Pages

Wednesday, April 4, 2018

Smoke and Sides

I was too tired to post last night---I'd gone out to dinner at a local smokehouse with a couple friends from Chicago days (Lucinda and I lived there thirty years ago) who now live in Forth Worth. Wonderful to meet people you haven't seen in decades and fall into conversation like falling into a swimming pool...

At the smokehouse, you order at a counter, and a guy hand-slices your order off slabs of roasted meat lying on a big table in front of the wood-burning oven. 

I took his advice and got brisket. He wrapped four slices in butcher paper, along with two pieces of soft white bread. 
If I lived here, I would eat nothing but this beef.
It was too ugly to photograph, but the sides are pretty:

I woke up this morning smelling of smoke.
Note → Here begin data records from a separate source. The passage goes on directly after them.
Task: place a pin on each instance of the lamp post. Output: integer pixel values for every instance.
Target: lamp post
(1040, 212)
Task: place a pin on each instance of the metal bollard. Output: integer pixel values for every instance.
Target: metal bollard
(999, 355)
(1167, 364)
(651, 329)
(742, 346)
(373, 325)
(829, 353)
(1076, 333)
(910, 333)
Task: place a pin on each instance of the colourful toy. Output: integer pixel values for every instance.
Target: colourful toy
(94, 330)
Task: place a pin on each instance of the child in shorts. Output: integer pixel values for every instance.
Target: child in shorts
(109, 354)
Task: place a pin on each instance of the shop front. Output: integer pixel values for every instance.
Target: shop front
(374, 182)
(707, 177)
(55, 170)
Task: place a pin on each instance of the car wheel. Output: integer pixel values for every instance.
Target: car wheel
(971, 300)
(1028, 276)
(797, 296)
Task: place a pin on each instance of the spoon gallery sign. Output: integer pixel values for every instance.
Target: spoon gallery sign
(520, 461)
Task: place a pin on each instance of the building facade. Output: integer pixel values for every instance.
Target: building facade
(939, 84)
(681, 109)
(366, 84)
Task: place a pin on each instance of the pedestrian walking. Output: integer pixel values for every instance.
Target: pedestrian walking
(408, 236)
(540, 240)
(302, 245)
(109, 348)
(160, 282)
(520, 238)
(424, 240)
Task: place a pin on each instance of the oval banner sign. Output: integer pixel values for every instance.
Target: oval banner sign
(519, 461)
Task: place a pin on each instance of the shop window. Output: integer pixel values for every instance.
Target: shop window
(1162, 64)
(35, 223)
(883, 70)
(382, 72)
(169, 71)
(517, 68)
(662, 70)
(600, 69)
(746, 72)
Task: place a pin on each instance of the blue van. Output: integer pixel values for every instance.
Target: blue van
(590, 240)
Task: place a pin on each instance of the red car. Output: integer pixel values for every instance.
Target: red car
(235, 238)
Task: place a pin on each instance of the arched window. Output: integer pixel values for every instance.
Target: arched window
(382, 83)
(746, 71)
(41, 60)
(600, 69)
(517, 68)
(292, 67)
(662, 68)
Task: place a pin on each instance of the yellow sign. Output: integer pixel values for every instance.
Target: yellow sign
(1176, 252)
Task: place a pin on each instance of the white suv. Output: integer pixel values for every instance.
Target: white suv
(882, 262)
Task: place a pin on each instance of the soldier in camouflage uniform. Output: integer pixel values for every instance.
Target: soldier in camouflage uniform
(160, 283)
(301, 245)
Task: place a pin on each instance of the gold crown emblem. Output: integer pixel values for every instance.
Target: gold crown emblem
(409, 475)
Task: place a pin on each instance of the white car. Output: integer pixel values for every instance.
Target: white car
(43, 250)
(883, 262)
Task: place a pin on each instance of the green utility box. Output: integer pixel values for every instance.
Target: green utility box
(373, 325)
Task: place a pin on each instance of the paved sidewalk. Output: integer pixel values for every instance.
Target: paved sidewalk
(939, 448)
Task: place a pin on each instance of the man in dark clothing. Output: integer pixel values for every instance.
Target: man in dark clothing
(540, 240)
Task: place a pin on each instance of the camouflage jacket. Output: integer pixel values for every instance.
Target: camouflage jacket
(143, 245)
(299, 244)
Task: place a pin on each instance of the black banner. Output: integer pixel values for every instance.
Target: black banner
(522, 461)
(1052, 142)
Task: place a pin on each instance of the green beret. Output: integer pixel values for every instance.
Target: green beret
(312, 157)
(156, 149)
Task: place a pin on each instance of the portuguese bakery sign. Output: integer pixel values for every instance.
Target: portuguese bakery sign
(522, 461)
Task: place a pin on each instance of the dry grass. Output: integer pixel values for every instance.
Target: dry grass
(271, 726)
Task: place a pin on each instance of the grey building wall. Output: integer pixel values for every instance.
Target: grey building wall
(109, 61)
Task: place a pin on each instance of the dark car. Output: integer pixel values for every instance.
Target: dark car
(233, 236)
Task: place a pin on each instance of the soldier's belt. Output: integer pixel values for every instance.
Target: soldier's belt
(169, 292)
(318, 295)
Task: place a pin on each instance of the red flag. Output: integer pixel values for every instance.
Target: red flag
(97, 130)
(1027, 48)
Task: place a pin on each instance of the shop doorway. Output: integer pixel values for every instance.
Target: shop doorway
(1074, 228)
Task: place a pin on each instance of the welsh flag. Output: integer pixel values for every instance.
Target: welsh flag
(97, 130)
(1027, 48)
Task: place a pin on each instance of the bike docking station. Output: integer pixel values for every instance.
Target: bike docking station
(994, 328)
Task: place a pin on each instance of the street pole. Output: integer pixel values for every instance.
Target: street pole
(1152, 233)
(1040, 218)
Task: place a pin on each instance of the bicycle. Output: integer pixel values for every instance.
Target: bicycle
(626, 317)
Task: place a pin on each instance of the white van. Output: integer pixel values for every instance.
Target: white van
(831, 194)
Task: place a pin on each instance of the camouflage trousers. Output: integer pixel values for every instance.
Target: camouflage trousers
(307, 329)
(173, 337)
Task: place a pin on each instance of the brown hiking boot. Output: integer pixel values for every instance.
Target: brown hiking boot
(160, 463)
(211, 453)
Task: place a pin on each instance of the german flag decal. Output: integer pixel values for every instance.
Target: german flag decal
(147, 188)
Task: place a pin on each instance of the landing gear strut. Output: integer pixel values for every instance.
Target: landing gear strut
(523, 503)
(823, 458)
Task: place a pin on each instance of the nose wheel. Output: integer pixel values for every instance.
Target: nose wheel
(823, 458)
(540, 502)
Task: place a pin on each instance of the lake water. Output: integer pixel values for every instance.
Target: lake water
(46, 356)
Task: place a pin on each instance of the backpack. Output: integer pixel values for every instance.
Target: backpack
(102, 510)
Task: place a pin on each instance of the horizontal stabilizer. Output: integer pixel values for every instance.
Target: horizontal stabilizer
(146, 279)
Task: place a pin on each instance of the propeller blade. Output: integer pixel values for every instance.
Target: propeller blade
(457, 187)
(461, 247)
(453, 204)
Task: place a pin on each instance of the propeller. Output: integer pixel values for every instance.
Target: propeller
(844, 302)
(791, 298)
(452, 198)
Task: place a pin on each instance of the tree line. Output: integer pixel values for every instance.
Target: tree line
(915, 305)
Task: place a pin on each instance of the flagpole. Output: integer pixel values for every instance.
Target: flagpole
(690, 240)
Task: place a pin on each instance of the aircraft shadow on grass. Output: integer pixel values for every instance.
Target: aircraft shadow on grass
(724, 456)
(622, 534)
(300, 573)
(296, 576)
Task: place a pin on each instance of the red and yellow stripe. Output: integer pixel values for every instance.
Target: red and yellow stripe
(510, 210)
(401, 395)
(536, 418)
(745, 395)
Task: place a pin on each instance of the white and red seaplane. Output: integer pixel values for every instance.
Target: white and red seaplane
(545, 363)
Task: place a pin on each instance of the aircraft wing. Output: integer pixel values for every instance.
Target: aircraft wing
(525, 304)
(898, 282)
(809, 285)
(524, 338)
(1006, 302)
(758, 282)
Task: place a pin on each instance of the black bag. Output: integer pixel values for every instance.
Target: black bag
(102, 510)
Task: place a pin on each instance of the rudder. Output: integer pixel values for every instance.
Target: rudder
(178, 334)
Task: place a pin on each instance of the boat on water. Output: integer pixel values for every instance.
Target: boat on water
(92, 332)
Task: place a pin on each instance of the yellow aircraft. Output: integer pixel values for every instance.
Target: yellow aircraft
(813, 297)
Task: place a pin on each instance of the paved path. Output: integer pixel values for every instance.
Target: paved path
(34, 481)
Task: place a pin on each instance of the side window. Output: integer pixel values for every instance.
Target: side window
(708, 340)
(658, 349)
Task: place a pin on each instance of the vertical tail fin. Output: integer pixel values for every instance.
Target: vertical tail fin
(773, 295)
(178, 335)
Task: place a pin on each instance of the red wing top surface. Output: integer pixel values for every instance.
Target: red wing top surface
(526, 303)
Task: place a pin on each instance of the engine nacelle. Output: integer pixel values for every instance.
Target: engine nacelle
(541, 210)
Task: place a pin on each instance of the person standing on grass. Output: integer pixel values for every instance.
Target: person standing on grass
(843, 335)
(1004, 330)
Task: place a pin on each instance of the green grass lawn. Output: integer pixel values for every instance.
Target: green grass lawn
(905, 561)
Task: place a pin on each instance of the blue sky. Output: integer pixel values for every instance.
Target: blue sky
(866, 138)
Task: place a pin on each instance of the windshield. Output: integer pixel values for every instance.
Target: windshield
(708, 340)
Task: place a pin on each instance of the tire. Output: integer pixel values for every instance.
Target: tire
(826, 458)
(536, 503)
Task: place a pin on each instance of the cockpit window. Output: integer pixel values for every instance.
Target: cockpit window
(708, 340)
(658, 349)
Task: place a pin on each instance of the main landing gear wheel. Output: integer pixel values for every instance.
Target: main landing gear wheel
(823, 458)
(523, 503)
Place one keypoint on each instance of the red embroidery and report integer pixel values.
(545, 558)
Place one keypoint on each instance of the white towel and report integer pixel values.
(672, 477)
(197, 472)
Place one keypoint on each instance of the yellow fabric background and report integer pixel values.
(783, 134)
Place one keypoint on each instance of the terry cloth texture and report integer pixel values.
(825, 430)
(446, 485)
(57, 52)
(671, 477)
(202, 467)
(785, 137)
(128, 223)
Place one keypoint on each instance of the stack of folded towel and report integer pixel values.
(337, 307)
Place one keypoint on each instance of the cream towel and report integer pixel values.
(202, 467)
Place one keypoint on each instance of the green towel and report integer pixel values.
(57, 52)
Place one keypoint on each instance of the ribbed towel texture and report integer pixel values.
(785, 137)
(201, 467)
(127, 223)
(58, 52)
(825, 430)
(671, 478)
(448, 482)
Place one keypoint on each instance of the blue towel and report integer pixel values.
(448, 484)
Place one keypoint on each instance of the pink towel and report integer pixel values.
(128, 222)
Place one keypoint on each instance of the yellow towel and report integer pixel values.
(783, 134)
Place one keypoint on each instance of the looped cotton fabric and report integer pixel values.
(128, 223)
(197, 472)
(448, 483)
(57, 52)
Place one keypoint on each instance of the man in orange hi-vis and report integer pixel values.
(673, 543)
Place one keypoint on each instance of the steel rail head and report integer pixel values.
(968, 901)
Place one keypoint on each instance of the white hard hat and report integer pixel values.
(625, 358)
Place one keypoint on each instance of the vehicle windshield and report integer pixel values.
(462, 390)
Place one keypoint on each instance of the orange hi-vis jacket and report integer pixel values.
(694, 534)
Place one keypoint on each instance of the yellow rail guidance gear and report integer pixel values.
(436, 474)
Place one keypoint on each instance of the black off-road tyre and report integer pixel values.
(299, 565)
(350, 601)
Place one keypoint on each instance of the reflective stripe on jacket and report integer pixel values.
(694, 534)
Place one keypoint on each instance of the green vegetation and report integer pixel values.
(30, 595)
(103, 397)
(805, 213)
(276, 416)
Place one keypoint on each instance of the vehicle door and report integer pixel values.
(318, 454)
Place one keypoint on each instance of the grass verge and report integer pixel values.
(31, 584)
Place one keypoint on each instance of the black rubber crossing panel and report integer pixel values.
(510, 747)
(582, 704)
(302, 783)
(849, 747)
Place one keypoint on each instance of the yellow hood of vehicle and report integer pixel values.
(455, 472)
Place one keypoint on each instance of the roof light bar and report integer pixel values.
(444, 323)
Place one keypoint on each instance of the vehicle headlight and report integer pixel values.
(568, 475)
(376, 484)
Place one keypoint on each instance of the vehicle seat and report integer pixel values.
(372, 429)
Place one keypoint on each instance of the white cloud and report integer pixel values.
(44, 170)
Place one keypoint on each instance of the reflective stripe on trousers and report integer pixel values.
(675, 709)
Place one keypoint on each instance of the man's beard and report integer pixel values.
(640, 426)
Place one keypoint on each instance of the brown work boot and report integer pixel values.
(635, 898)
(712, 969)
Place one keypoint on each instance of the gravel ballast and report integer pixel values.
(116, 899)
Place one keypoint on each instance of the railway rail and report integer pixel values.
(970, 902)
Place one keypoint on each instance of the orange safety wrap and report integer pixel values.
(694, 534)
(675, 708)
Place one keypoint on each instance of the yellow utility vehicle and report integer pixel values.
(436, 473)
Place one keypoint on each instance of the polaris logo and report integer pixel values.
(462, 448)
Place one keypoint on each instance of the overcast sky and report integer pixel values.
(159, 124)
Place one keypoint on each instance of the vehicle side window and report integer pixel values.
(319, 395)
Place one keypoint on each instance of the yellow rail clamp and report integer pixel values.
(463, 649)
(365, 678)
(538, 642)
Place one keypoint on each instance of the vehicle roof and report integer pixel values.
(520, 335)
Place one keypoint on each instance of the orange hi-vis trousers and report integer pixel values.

I wore my only nice top to dinner, so I'll just have to walk around smelling delicious at the library convention this afternoon.

Before & after:

7 comments:

  1. Oh, I am so...well, not envious, exactly, but something close. I have to disagree that properly smoked brisket is too ugly to photograph; not that it ever stayed on my trays long enough to be photographed.

    I hope Texas treats you well. They're off to a good start with some good barbecue.

    ReplyDelete
  2. CROW: A food photographer could do brisket justice, but in my photo, it looked gray & unappetizing, which was a total injustice to the glorious truth of it! As you know. :)

    ReplyDelete
  3. I love Texas barbecue. So where did you eat?

    I lived in Fort Worth for 20 years so am familiar with the ones in FW less than the ones in Dallas.

    And yes, brisket never looks that good in photos!!

    Kirsten

    ReplyDelete
  4. KIRSTEN: It's the Lockhart Smokehouse BBQ in the Bishops Art District in Dallas--near my bnb.

    ReplyDelete
  5. Fresca,

    Oh you lucky person!! Central Texas does have some of the best barbecue around. I had to research Lockhart Smokehouse. It sounds like one of the small markets my dad used to take me to around San Marcos. The little markets make the best sausage in that area.

    It looks like that use wood to smoke with which is the best way to barbecue which is probably why your clothes smell!! Just think you can drive the other attendees hungry with the smell!!

    ReplyDelete
  6. I love that you will smell delicious for your talk...on sanitation.

    ReplyDelete
  7. I love the piled up wood behind you in the photo. It proves this smoker oven was the real thing! And I know first hand that those were locally brewed Blood and Honey ales. Come back again soon, and we'll try Heim barbecue in Fort Worth!